Dangerous polls and irresponsible reporting
The Thomson Reuters Foundation needs to devote its resources to empirical research on women’s issues based on sound, rigorous methodology
On 26 June 2018, the Thomson Reuters Foundation released the results of a perception poll that declared India to be the most dangerous country in the world for women, ahead of Afghanistan, Syria, Somalia and Saudi Arabia.
The rankings were based on the perception of 584 experts focused on women’s issues. The foundation decided to evaluate the situation by analysing the risks faced by women in diverse categories, including healthcare, cultural, tribal, religious or customary practices, and various forms of sexual violence, and see if there had been any change from a similar survey conducted in 2011, which ranked India as the fourth most dangerous country (with Afghanistan being the most dangerous).

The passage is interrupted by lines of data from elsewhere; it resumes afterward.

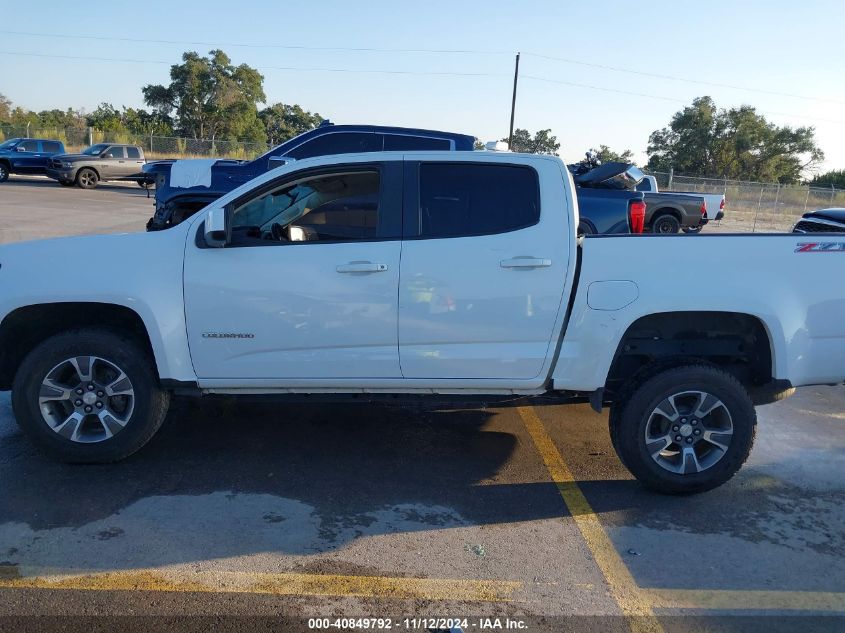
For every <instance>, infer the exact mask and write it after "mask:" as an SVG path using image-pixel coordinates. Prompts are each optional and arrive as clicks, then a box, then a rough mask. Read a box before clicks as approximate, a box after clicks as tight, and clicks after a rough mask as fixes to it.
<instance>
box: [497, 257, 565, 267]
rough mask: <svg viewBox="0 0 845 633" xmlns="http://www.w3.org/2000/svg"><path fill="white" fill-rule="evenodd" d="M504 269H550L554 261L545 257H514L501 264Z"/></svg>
mask: <svg viewBox="0 0 845 633" xmlns="http://www.w3.org/2000/svg"><path fill="white" fill-rule="evenodd" d="M499 265H500V266H501V267H502V268H548V267H549V266H551V265H552V260H550V259H545V258H543V257H512V258H511V259H503V260H502V261H500V262H499Z"/></svg>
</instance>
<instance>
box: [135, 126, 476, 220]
mask: <svg viewBox="0 0 845 633" xmlns="http://www.w3.org/2000/svg"><path fill="white" fill-rule="evenodd" d="M474 145H475V137H473V136H469V135H466V134H455V133H453V132H441V131H436V130H423V129H418V128H399V127H385V126H374V125H334V124H332V123H330V122H328V121H325V122H323V124H322V125H321V126H320V127H318V128H316V129H314V130H310V131H308V132H305V133H303V134H300V135H299V136H296V137H294V138H292V139H290V140H288V141H285V142H284V143H282V144H281V145H277V146H276V147H274V148H273V149H271V150H270V151H269V152H266V153H264V154H262V155H261V156H259V157H258V158H256V159H254V160H251V161H243V160H232V159H220V160H217V161H215V162H213V164H211V165H209V167H208V169H209V172H210V173H209V175H208V182H209V184H208V186H190V185H191V183H182V182H178V181H174V180H172V179H171V170H172V167H173V163H174V162H175V161H173V160H163V161H153V162H151V163H148V164H147V165H145V166H144V168H143V172H144V173H143V176H146V178H147V180H148V181H150V182H155V185H156V203H155V208H156V210H155V214H154V215H153V217H152V218H150V221H149V222H148V224H147V230H150V231H154V230H160V229H165V228H168V227H170V226H174V225H176V224H179V223H180V222H182V221H184V220H185V219H186V218H188V217H190V216H191V215H193V214H194V213H196V212H197V211H199V210H200V209H202V208H203V207H205V206H206V205H207V204H208V203H210V202H212V201H214V200H216V199H217V198H219V197H220V196H222V195H224V194H226V193H228V192H230V191H232V190H233V189H235V188H237V187H239V186H240V185H242V184H244V183H246V182H249V181H250V180H252V179H253V178H255V177H256V176H259V175H260V174H263V173H265V172H267V171H270V170H271V169H274V168H276V167H279V166H281V165H284V164H285V163H287V162H290V161H292V160H303V159H306V158H312V157H314V156H325V155H330V154H355V153H360V152H380V151H434V150H442V151H443V150H445V151H472V150H473V149H474ZM186 184H187V185H188V186H186Z"/></svg>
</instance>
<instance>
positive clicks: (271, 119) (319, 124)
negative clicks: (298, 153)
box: [258, 103, 323, 145]
mask: <svg viewBox="0 0 845 633" xmlns="http://www.w3.org/2000/svg"><path fill="white" fill-rule="evenodd" d="M258 118H259V119H261V122H262V124H263V125H264V131H265V133H266V134H267V142H268V143H269V144H270V145H278V144H279V143H283V142H284V141H286V140H288V139H290V138H293V137H294V136H297V135H299V134H302V133H303V132H307V131H308V130H313V129H314V128H315V127H317V126H318V125H320V123H321V122H322V120H323V117H322V116H320V115H319V114H318V113H316V112H308V111H307V110H303V109H302V107H301V106H299V105H296V104H294V105H288V104H286V103H274V104H273V105H271V106H269V107H267V108H264V109H263V110H262V111H261V112H259V113H258Z"/></svg>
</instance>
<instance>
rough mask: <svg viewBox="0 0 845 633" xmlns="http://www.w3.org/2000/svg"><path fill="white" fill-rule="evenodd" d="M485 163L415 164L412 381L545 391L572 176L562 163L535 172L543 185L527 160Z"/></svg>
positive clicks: (410, 238) (411, 172)
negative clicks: (564, 174) (571, 179)
mask: <svg viewBox="0 0 845 633" xmlns="http://www.w3.org/2000/svg"><path fill="white" fill-rule="evenodd" d="M409 158H410V157H409ZM478 161H479V159H475V161H473V162H458V161H450V160H444V162H421V163H418V162H414V161H409V162H407V163H406V174H405V194H406V197H405V210H406V213H405V220H404V226H405V231H406V235H405V239H404V241H403V246H402V269H401V275H400V283H399V356H400V362H401V366H402V375H403V376H404V377H405V378H413V379H429V380H435V381H443V382H445V383H446V384H448V381H449V380H455V379H458V380H467V379H508V380H510V381H514V380H520V381H528V382H532V381H533V383H536V384H538V385H539V384H540V383H542V382H543V381H544V377H545V375H546V373H547V372H548V370H549V365H550V362H551V354H550V350H553V349H554V345H553V344H554V342H555V334H556V333H557V332H559V329H560V320H559V316H560V315H562V311H561V307H562V303H563V296H564V286H565V282H566V279H567V272H568V267H569V260H570V253H569V248H570V246H569V245H570V243H571V242H572V240H571V239H570V238H569V236H570V235H574V229H573V228H572V227H571V226H569V224H570V222H569V218H570V217H571V213H572V210H571V209H569V207H568V205H569V203H568V201H567V197H566V195H565V189H564V187H563V185H562V178H563V175H562V173H561V171H560V167H559V165H558V164H557V162H554V161H534V162H533V163H532V164H534V165H538V167H537V169H541V170H545V171H546V172H547V173H545V175H544V176H543V178H542V179H541V178H540V174H539V173H538V171H537V170H536V169H535V168H534V167H532V166H529V165H527V164H519V162H518V161H514V163H513V164H508V163H503V162H501V161H499V162H491V161H489V160H488V161H482V162H478ZM541 182H543V183H544V185H543V187H541V185H540V183H541ZM541 203H542V205H541ZM521 386H529V385H526V384H524V383H523V384H522V385H521Z"/></svg>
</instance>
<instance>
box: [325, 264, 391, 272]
mask: <svg viewBox="0 0 845 633" xmlns="http://www.w3.org/2000/svg"><path fill="white" fill-rule="evenodd" d="M335 270H337V272H339V273H383V272H384V271H386V270H387V264H374V263H373V262H349V263H348V264H341V265H340V266H338V267H337V268H336V269H335Z"/></svg>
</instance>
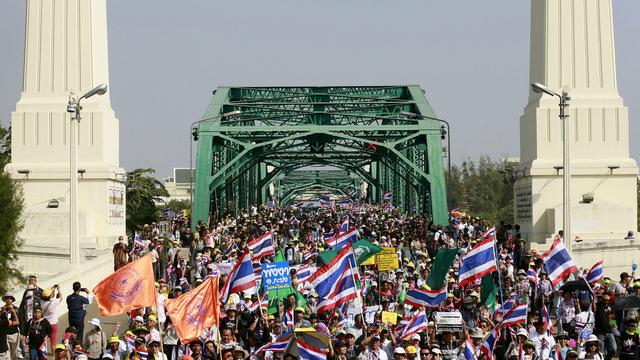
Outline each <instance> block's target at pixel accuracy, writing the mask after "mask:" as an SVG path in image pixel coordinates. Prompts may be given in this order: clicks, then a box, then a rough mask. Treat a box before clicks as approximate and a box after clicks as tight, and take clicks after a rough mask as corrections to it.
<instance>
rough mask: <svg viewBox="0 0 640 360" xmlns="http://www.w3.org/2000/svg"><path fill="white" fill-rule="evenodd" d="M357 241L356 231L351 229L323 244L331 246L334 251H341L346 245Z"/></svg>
mask: <svg viewBox="0 0 640 360" xmlns="http://www.w3.org/2000/svg"><path fill="white" fill-rule="evenodd" d="M357 240H358V230H357V229H353V230H351V231H347V232H346V233H344V234H338V235H336V236H334V237H333V238H331V239H329V240H325V243H326V244H328V245H331V247H333V248H334V249H342V248H344V246H345V245H346V244H353V243H355V242H356V241H357Z"/></svg>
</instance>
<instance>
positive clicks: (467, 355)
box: [464, 335, 478, 360]
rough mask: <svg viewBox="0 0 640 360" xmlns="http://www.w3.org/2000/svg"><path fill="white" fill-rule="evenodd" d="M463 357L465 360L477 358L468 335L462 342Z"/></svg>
mask: <svg viewBox="0 0 640 360" xmlns="http://www.w3.org/2000/svg"><path fill="white" fill-rule="evenodd" d="M464 359H465V360H478V358H477V357H476V347H475V346H473V342H472V341H471V338H469V335H467V339H466V340H465V342H464Z"/></svg>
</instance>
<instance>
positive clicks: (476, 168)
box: [447, 156, 514, 223]
mask: <svg viewBox="0 0 640 360" xmlns="http://www.w3.org/2000/svg"><path fill="white" fill-rule="evenodd" d="M451 176H452V178H451V189H449V191H448V194H447V195H449V196H450V198H451V204H452V206H453V207H460V208H462V209H463V210H465V211H467V212H468V214H469V215H471V216H478V217H480V218H482V219H486V220H489V221H491V222H494V223H498V222H499V221H500V220H503V221H505V222H506V223H512V222H513V184H514V180H513V177H511V176H510V175H509V172H508V171H506V172H505V171H504V170H503V168H502V164H501V163H500V162H499V161H493V160H491V159H490V158H489V157H488V156H481V157H480V160H479V161H478V163H477V164H476V163H475V162H474V161H472V160H469V159H468V160H465V161H464V162H463V163H462V164H461V165H460V166H458V165H454V166H452V169H451Z"/></svg>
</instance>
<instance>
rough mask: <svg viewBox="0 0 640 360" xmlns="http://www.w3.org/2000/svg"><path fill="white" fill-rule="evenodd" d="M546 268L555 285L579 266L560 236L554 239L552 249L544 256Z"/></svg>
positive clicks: (577, 267) (553, 283)
mask: <svg viewBox="0 0 640 360" xmlns="http://www.w3.org/2000/svg"><path fill="white" fill-rule="evenodd" d="M544 268H545V270H547V274H549V280H551V283H552V284H553V285H554V286H555V285H558V283H560V282H561V281H563V280H564V279H565V278H566V277H567V276H569V274H571V273H574V272H577V271H578V267H577V266H576V264H575V263H574V262H573V260H572V259H571V256H570V255H569V252H568V251H567V248H565V247H564V244H563V243H562V241H561V240H560V238H559V237H556V239H555V240H554V241H553V245H551V249H549V251H548V252H547V253H546V254H545V256H544Z"/></svg>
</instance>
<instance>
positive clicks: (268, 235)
mask: <svg viewBox="0 0 640 360" xmlns="http://www.w3.org/2000/svg"><path fill="white" fill-rule="evenodd" d="M247 246H248V247H249V250H251V253H253V258H254V259H255V260H259V259H262V258H263V257H265V256H268V255H273V242H272V241H271V231H267V232H266V233H264V235H262V236H260V237H259V238H256V239H253V240H251V241H249V243H248V244H247Z"/></svg>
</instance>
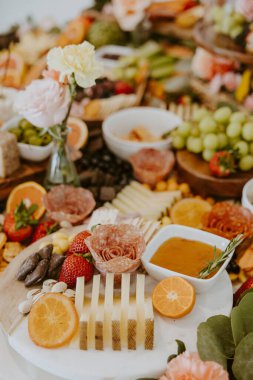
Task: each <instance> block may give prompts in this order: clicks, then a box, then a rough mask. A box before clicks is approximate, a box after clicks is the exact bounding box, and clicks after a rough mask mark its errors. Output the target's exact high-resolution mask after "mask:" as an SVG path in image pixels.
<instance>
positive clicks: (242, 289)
mask: <svg viewBox="0 0 253 380" xmlns="http://www.w3.org/2000/svg"><path fill="white" fill-rule="evenodd" d="M252 288H253V277H250V278H248V279H247V280H246V281H245V282H244V283H243V284H242V285H241V286H240V288H239V289H237V291H236V292H235V294H234V305H237V304H238V303H239V302H240V300H241V299H242V297H243V295H244V294H245V292H247V291H248V290H250V289H252Z"/></svg>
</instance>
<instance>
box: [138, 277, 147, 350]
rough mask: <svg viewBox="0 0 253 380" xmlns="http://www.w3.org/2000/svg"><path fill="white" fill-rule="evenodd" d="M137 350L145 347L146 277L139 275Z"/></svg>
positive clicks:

The poll, utterly bereft of nuance and riddled with bias, has set off a chain of reactions across the country and abroad. Many activists have welcomed the study, while the Union government has rejected it and its methodology, expressing umbrage at being pegged lower than Afghanistan, Syria and Somalia. Requests (including mine) to the foundation for the data set and clarity on the experts involved were met with a stock statement.

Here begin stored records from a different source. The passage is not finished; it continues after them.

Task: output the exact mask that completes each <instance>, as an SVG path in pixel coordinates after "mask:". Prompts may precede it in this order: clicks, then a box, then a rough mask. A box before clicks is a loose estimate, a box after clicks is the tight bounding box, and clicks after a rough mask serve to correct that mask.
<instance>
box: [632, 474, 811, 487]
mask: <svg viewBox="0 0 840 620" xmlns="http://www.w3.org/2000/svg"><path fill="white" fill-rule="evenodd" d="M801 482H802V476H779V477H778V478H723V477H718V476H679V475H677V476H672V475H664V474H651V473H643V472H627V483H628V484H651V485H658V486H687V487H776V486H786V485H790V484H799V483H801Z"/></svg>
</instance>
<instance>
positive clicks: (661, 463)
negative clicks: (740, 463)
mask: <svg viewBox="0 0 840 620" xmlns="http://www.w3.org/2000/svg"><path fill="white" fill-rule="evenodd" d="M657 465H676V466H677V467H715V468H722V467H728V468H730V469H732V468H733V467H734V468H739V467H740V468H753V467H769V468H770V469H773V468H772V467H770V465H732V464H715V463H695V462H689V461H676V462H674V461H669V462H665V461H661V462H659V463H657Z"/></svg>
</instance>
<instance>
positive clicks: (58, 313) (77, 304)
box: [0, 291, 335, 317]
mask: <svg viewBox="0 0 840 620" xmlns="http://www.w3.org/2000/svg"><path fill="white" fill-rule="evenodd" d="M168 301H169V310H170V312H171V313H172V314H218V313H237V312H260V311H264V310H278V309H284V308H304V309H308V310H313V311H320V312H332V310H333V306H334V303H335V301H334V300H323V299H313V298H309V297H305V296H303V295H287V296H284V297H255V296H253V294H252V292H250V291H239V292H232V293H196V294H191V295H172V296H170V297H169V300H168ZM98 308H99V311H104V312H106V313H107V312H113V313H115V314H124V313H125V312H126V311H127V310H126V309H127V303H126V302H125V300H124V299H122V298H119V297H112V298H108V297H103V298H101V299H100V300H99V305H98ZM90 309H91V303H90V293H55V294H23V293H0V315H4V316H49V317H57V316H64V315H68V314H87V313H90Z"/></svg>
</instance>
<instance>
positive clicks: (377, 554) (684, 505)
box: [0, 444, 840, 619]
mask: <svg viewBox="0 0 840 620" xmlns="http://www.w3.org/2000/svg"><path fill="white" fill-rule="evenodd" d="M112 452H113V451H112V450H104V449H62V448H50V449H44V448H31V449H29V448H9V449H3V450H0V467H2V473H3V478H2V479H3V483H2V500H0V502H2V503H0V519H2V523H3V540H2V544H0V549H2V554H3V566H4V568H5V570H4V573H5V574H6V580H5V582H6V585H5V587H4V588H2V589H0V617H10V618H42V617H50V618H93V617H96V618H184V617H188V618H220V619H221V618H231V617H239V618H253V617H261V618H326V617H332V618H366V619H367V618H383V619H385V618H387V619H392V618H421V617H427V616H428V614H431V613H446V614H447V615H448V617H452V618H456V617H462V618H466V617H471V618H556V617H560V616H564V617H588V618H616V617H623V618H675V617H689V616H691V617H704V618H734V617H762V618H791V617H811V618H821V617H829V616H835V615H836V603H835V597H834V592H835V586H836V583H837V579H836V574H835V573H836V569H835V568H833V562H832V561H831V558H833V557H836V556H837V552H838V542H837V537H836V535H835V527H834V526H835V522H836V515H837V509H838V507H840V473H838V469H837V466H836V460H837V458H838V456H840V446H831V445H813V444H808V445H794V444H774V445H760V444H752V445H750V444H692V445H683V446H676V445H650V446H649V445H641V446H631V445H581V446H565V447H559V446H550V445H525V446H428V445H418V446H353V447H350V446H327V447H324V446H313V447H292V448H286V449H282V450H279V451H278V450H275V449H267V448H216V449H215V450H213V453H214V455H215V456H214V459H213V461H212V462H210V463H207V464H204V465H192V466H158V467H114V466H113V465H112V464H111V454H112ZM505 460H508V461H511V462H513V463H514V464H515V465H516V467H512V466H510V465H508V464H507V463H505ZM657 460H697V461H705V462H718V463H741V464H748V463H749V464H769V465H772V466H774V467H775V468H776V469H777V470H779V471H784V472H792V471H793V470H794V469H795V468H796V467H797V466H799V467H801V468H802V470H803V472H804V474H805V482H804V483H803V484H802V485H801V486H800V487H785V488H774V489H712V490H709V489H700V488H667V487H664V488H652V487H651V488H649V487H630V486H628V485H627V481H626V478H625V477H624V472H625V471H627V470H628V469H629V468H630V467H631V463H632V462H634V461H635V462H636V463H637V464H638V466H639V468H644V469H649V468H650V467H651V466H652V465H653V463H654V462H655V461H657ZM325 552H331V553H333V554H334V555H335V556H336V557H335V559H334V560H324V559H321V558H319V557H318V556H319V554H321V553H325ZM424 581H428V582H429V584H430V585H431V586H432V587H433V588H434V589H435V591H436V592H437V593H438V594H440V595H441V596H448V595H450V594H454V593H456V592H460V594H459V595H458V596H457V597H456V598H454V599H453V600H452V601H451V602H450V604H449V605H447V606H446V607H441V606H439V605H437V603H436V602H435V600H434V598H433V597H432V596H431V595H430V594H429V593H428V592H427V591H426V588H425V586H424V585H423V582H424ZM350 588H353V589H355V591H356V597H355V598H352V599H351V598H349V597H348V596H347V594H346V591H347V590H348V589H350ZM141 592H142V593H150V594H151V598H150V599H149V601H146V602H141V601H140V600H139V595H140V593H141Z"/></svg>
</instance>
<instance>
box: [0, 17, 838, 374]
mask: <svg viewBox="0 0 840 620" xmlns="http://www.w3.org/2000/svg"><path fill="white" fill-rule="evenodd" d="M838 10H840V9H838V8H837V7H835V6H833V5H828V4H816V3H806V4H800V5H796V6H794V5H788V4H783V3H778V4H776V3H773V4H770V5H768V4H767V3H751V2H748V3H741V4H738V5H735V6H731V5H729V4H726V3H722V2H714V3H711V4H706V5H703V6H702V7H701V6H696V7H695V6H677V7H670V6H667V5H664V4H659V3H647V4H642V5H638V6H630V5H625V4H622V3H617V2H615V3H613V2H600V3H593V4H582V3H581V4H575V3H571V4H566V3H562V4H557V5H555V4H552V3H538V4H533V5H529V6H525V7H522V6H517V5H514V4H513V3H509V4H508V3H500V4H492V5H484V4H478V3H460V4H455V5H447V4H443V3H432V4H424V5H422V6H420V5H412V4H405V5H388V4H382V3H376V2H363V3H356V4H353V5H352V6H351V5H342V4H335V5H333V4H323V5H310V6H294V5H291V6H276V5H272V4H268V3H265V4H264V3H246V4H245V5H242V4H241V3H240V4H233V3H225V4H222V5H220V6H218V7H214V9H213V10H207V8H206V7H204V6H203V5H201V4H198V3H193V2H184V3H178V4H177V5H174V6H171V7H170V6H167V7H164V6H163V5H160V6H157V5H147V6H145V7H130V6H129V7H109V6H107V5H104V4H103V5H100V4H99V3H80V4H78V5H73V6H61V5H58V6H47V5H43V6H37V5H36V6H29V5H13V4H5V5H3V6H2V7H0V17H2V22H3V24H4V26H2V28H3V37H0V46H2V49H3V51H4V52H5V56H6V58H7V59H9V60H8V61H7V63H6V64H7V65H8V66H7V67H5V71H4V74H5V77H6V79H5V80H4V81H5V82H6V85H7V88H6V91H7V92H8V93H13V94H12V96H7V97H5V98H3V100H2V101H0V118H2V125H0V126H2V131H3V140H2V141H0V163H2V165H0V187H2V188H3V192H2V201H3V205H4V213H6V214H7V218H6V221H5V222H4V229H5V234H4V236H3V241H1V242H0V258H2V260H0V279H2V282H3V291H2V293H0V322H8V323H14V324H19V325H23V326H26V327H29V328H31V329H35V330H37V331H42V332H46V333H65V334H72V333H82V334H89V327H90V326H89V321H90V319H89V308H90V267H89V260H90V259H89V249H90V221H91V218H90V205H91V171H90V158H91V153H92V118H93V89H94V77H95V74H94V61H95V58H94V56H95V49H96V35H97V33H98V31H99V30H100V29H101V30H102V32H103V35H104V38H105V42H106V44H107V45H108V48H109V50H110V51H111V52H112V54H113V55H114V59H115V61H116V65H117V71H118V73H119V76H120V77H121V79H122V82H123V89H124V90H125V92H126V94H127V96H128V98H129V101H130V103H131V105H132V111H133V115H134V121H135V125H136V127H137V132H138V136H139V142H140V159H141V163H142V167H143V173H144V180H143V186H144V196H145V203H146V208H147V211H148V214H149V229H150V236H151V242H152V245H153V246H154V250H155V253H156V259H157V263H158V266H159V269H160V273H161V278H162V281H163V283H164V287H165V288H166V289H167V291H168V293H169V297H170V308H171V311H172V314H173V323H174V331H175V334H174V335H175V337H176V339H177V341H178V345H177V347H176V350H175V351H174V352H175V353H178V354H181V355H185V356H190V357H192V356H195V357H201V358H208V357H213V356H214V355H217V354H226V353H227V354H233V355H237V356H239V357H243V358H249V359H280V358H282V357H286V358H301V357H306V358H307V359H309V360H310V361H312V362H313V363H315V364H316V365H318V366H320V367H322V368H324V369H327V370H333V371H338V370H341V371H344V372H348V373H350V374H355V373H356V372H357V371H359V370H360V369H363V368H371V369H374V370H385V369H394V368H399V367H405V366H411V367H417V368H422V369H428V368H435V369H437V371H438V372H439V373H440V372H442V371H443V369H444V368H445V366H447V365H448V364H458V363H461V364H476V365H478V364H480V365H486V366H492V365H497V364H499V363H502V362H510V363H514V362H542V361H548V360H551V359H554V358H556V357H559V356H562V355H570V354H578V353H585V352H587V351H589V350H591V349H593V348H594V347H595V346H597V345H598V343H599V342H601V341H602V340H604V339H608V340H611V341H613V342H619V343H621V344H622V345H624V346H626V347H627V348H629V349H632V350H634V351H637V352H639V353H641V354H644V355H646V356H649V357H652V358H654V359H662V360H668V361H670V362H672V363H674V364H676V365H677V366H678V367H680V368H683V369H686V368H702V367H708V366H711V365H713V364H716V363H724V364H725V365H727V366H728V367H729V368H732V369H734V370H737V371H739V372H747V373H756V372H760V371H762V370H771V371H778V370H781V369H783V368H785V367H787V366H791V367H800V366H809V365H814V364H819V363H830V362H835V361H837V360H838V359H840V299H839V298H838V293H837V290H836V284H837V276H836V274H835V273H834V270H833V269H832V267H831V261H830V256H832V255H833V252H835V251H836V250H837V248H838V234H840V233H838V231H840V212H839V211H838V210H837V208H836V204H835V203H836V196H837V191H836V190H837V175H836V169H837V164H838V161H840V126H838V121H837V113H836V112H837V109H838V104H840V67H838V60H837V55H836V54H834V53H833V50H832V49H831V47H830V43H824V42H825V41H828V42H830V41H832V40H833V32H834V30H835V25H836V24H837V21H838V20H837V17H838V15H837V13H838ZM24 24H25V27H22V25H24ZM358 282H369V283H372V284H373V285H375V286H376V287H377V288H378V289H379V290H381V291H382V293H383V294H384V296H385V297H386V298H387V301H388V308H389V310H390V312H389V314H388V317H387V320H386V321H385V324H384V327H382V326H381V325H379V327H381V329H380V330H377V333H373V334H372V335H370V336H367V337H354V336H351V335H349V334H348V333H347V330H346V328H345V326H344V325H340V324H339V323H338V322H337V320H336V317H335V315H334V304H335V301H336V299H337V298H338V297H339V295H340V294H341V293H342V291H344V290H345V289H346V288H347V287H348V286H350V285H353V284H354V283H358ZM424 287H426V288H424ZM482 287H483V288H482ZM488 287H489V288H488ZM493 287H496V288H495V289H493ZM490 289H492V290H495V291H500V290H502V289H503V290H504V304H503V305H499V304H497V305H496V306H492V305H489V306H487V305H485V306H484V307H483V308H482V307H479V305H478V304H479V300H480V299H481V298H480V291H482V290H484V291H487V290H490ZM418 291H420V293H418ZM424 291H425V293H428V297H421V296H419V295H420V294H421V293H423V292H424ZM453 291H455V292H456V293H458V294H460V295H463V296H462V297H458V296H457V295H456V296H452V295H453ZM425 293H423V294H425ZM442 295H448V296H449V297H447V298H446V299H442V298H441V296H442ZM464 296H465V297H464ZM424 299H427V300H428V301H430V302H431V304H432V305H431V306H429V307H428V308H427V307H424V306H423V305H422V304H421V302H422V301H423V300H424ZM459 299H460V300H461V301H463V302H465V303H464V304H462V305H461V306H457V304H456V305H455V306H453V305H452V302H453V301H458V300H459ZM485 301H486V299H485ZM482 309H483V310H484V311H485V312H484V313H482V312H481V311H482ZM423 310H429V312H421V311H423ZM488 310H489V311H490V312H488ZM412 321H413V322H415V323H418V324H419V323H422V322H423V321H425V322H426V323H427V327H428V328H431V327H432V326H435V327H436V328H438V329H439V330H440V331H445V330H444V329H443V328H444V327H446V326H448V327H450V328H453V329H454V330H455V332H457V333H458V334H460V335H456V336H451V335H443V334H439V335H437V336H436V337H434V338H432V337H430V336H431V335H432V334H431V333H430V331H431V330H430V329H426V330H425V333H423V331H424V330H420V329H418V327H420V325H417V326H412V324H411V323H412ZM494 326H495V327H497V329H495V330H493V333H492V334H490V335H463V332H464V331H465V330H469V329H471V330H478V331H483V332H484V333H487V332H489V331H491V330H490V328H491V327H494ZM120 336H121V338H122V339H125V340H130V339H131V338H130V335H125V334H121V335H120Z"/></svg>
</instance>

According to the statement, perception polls are meant to complement official data, relying on the opinions of experts and the “methodology” of the survey: “We asked respondents to name the five most dangerous countries from the 193 United Nations member states. We then asked them to name the worst country in each of the following six categories.”
We do not know the formula used to calculate the ranks as the foundation states it is proprietary. We do not know who the experts are. We do know, however, that the questions asked of the experts are vague and general, with broad-based and often sweeping buckets of issues, clubbed under six generic categories.

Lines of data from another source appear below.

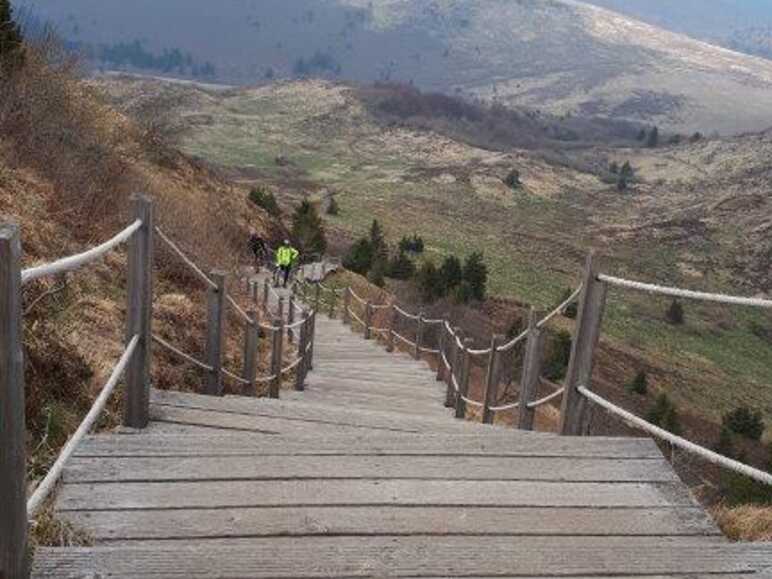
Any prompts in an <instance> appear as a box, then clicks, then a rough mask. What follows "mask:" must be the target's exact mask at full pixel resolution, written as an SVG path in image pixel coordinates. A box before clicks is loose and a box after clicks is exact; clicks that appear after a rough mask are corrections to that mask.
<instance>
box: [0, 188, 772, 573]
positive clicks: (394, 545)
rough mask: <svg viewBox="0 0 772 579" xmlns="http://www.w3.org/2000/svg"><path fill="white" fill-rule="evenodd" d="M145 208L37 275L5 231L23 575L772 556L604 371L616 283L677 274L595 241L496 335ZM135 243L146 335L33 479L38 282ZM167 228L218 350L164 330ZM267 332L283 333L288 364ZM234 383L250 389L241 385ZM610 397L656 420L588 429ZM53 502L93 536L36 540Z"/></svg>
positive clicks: (8, 374) (236, 572)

If the intention of the foundation was to complement official data, it has failed abysmally. The results tell us nothing specific about the ground realities in India or the other countries, except that some experts think that India, for instance, is the most dangerous country in terms of cultural traditions.
The specific question asked of experts under this heading is: “In your view, what is the most dangerous country in the world for women in terms of cultural, tribal and religious traditions or customary practices? This includes acid attacks, female genital mutilation, child marriage; forced marriage, stoning, physical abuse or mutilation as a form of punishment/retribution and female infanticide.”
Each of these words has different connotations. Cultural traditions are different from tribal ones and those are different from religious ones. Acid attacks that have been clubbed with these are not a “cultural tradition”. The clubbing of issues shows a marked lack of understanding and gives an inkling of a white saviour complex.
The results, and the sensationalist reporting surrounding them, show how dangerous it is to make absolutist statements based solely on the result of a poorly-designed and inherently biased perception poll. Such polls do not reflect the reality and they rarely help find solutions to complex issues. What they can do is spur governments and civil society into action by showcasing the urgency of a situation.
The Union government’s rejection of the study shows the opposite—Indians are scrambling to point out that it is ludicrous that India is considered more dangerous than countries ranked below it, with the acting chairperson of the National Commission for Women stating that “the countries that have been ranked after India have women who are not even allowed to speak in public”.
The irony is not lost in India, where the intersections of class, caste, geography, colour, religion, profession and other identities with gender produce a multitude of dangerous situations for women. While the Union government has made some important strides in this direction, there is a lot to be done. People in public office, and society at large, must be stopped from victim-blaming and shaming, and police and judicial officers must be trained to respond effectively and sensitively to complaints of sexual violence. There are enough ways to tackle the issue—claiming that we are not as bad as Syria is not one of them.
The foundation needs to devote its resources to empirical research based on sound, rigorous methodology, with an intent to find solutions. What the poll does is to reduce this issue to a vacuous ranking dripping with biases, with information that cannot be used for action.
While India was right to dismiss this poll, it is also trying to prove that we are shining in comparison, when it should be acknowledging the absolute seriousness of the issue and applying its mind to find solutions.
This is not a competition.
Children and people are being raped and killed all around the world. We live in a hyper-masculine, patriarchal society where gender norms and gender roles abound, and our bodies are sexualized before we know it. This happens across cultures, across nations, across borders. This is a global, universal issue and countries must join hands in trying to find solutions. By refusing to acknowledge this, we are refusing to acknowledge the lived realities of millions of people around the world.
Urmila Pullat is a lawyer who runs the India desk for the Asian Human Rights Commission (Hong Kong), and is also the founder-editor of the How Revealing website, an online repository of experiences of gender-based violence.